Eight days later, his disciples were inside again, and Thomas was with them. Although the doors were locked, Jesus came and stood among them and said, “Peace be with you.” Then he said to Thomas, “Put your finger here, and see my hands; and put out your hand, and place it in my side. Do not disbelieve, but believe.” Thomas answered him, “My Lord and my God!” Jesus said to him, “Have you believed because you have seen me? Blessed are those who have not seen and yet have believed.”
~John 20:24-29 (ESV)
“Doubting Thomas” believed when Jesus graciously offered to him the “convincing proof” Thomas needed. Thomas gives testimony to the fact that he was convinced this really was the teacher whom he followed for more than three years, whom he witnessed being tortured, killed, and buried by proclaiming “My Lord and my God!” This is the essence of belief.
Saying Jesus is “God” is acknowledging that He’s more than a great moral teacher who did and said some noteworthy things. By calling Jesus “God” Thomas is putting Jesus in a completely separate category from the rest of the things and people in the world. As God, Jesus is the creator. Everyone and everything else is created. With the Father, Jesus is in a class all his own.
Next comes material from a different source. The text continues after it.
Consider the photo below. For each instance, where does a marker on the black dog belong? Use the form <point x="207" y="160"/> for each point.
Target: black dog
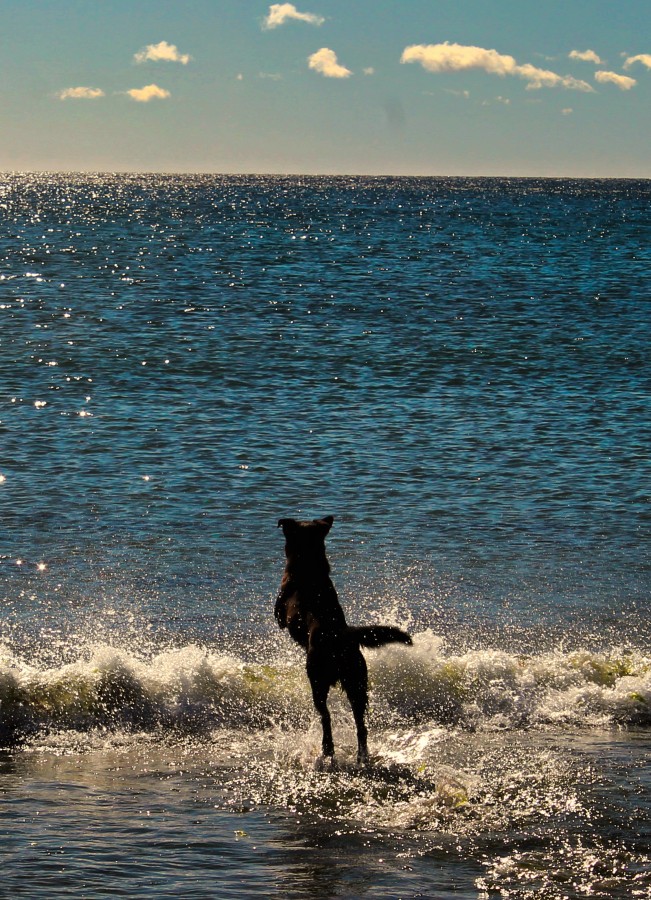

But Thomas also called Jesus “Lord.” It’s one thing to acknowledge God as God. Many people do that. But by calling Jesus “Lord,” Thomas is making a statement on how he intends to relate to Jesus. As Lord, he will allow Jesus to rule over his life. Lordship implies rulership. In John 14:15, Jesus told his disciples “If you love me, you will keep my commandments.” This is the essence of Lordship…doing what your Lord tells you to do. To state it in the negative, if you don’t do what your Lord tells you to do, then He’s really not your Lord. To summarize very simply:
Acknowledging Jesus as God means you know how Jesus relates to creation. Acknowledging Jesus as Lord means you know how Jesus relates to you.
Does your life reflect that Jesus is both your Lord and your God?